President Obama should stick to his word and veto the fiscal 2016 defense authorization bill if congressional Republicans attach an extra $38 billion to the so-called Overseas Contingency Operations (OCO) account, which pays for fighting and counterterrorism operations in Afghanistan, Iraq, Syria and elsewhere.
As passed Friday by the House — and by the Senate Armed Services Committee the day before — the bill would appropriate that amount for the OCO but direct it to pay core or base costs for the Defense Department, not war fighting.
Why put it in the OCO account? Because putting it there does not count against the spending ceilings set by the 2011 Budget Control Act (BCA).
Why $38 billion? That’s roughly the amount that Obama requested for core defense spending that exceeded the BCA limit for next year.
By putting that amount in the OCO account, GOP budget hawks can vote for the bill, which provides more than the $50.9 billion Obama sought for that account, and tell their conservative constituents, mostly tea party folk, that they remain fiscally responsible.
It is also a way to get around sequestration — the across-the-board cuts that are automatically required if the budget exceeds the BCA ceilings.
As Defense Secretary Ashton B. Carter put it during a May 6 congressional hearing, 32 percent of the base budget goes toward military pay and benefits ($169 billion); 15 percent toward civilian pay and benefits ($70 billion); 20 percent toward other operating costs ($105 billion); and 34 percent toward procurement, research and development, and new facilities ($181 billion).
The administration’s OCO request consists of $42.5 billion for Afghanistan; $5.3 billion for operations to counter the Islamic State in Iraq, Syria and elsewhere; and $2.9 billion for counterterrorism partnerships and NATO initiatives.
For several years the administration and the Pentagon have objected to using the OCO account for core or base costs because such costs often require a guarantee of multi-year funding — and there is no certainty the same amount will be available in subsequent years.
“The one-year OCO approach does nothing to reduce the deficit,” which was the purpose of the BCA, Carter said. It “doesn’t provide a stable multi-year approach” because, as he put it, “quality ships are not one-year projects.”
The White House, through the Office of Management and Budget, sent a letter to the House on May 12, before the defense bill was approved, listing “use of OCO funding to circumvent budget caps” as one of several issues that could draw an Obama veto.
The letter also expressed concern with a House provision that would prohibit the administration’s request for another round of Base Realignment and Closure, a process intended to close excess facilities that officials say total almost 20 percent of all facilities and cost billions of dollars to keep open.
However, in making the threat, the White House used limp language: “If this bill were presented to the President, the President’s senior advisors would recommend to the President that he veto it.”
Carter, in his May 6 appearance, tried to underscore the threat, saying legislation that uses OCO to avoid sequestration “will therefore be subject to veto.”

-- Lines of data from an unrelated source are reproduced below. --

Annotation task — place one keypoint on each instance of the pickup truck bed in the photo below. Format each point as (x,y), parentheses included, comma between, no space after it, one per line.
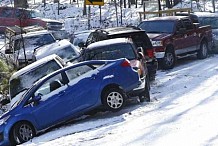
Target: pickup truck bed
(177,36)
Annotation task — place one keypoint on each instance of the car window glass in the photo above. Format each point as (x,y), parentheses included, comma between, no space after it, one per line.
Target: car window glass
(50,87)
(78,71)
(28,78)
(111,52)
(9,13)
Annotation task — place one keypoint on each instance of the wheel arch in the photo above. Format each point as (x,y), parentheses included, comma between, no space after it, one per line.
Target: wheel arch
(21,121)
(113,85)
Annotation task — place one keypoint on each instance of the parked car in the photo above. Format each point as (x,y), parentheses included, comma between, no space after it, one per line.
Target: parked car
(175,37)
(10,16)
(121,48)
(80,37)
(139,37)
(64,49)
(20,46)
(23,79)
(207,18)
(75,90)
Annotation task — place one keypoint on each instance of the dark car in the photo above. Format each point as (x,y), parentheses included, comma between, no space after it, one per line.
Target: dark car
(66,94)
(139,37)
(121,48)
(10,16)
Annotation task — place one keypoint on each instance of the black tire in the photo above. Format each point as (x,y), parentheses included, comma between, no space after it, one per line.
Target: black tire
(145,95)
(113,99)
(203,52)
(169,60)
(22,132)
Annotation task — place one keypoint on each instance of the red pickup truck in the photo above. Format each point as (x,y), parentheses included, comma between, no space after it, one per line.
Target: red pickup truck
(176,36)
(10,16)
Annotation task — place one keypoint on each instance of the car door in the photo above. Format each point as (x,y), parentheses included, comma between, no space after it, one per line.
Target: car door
(54,105)
(84,84)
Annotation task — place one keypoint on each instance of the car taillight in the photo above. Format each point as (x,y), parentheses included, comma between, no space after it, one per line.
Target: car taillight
(150,53)
(125,63)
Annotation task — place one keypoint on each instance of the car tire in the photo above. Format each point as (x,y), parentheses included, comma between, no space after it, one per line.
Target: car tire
(203,52)
(22,132)
(114,99)
(145,95)
(169,60)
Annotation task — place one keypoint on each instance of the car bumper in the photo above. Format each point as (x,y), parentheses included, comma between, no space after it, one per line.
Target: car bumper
(152,68)
(138,90)
(4,139)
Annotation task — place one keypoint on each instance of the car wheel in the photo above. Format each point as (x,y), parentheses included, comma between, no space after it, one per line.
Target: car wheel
(22,132)
(203,52)
(114,99)
(169,59)
(145,95)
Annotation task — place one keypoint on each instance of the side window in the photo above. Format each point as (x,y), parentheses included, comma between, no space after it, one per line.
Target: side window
(179,25)
(188,24)
(78,71)
(49,87)
(7,13)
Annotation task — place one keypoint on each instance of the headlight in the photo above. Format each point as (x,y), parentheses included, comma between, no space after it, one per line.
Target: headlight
(2,121)
(215,36)
(157,43)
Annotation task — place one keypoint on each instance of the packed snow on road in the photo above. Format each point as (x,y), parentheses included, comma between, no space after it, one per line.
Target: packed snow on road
(183,111)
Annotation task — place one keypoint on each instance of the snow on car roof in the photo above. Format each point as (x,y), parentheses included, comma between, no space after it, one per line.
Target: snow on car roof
(108,42)
(52,48)
(206,14)
(33,65)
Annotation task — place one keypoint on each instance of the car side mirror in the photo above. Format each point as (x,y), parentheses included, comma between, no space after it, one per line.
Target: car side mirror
(8,51)
(81,44)
(141,55)
(36,99)
(140,49)
(181,31)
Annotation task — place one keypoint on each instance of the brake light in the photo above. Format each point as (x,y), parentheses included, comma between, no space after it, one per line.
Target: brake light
(125,63)
(150,53)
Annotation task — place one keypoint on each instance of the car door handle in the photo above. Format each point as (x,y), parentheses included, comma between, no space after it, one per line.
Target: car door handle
(61,93)
(93,77)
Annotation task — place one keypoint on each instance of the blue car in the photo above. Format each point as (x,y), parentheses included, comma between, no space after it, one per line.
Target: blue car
(68,93)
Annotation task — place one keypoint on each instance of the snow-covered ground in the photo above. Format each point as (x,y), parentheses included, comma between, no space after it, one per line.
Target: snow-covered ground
(183,112)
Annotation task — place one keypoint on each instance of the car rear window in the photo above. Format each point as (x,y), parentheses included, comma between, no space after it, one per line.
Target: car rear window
(111,52)
(28,78)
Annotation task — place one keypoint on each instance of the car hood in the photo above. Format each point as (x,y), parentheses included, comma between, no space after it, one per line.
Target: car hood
(49,20)
(158,36)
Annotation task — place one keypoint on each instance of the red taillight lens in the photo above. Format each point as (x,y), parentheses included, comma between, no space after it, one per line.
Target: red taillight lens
(125,63)
(150,53)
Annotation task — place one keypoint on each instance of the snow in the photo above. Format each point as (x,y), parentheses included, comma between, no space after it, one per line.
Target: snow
(183,110)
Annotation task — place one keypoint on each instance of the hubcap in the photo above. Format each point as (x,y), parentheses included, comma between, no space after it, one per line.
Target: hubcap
(204,50)
(169,59)
(115,100)
(25,132)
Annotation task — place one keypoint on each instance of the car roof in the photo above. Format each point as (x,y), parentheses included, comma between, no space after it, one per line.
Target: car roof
(33,65)
(108,42)
(206,14)
(120,30)
(169,18)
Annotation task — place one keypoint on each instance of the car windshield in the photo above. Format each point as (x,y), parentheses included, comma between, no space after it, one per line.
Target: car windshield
(35,41)
(35,14)
(212,21)
(111,52)
(157,27)
(26,80)
(77,38)
(68,53)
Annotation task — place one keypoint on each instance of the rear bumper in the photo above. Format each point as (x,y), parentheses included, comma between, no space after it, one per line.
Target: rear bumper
(138,90)
(152,68)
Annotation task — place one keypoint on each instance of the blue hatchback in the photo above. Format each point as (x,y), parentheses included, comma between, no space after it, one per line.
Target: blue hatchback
(68,93)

Apparently, those threats had little effect.
The day the OMB letter arrived, House Armed Services Committee Chairman Mac Thornberry, R-Texas, told reporters that Obama has “threatened to veto our bill pretty much every year at some stage in the process.”
Thornberry also pointed out the cleverness of the GOP approach, noting that where Obama wanted to use the $38 billion within the core defense budget — forcing Congress to in effect do away with the BCA ceilings and sequestration — the Republicans put it in the OCO account. That allowed Thornberry to say, “What we authorized and what he requested are exactly the same.”
The Republicans took one other step. They wrote into the bill a section that specifically directs the OMB to apportion the $38 billion to the Pentagon “in support of base (core Defense Department) requirements” and not restrict them under criteria set for real OCO funds by an OMB document titled “Criteria for War/Overseas Contingency Operations Funding Requests.”
On Thursday, in releasing the Senate Armed Services Committee version of the bill, with the $38 billion added to the OCO account, Chairman John McCain, R-Ariz., acknowledged that he was aware of the White House veto threat and called it “very serious.”
“I hope that we can satisfy some of those (White House) concerns,” McCain said, waving off Obama’s threat.
His approach was to put in his bill a provision that would permit the Defense Department to transfer the $38 billion from OCO to the base Pentagon budget in the event that Congress revises equally upward the BCA limits for fiscal 2016 defense and non-defense spending.
While that would meet White House desires, it won’t happen unless Obama vetoes the defense authorization bill and holds firm to his demands.
He has vetoed only four bills during the past six years and has never been overridden.
An OCO-heavy defense bill should be the fifth. Then let the tough budget negotiating begin.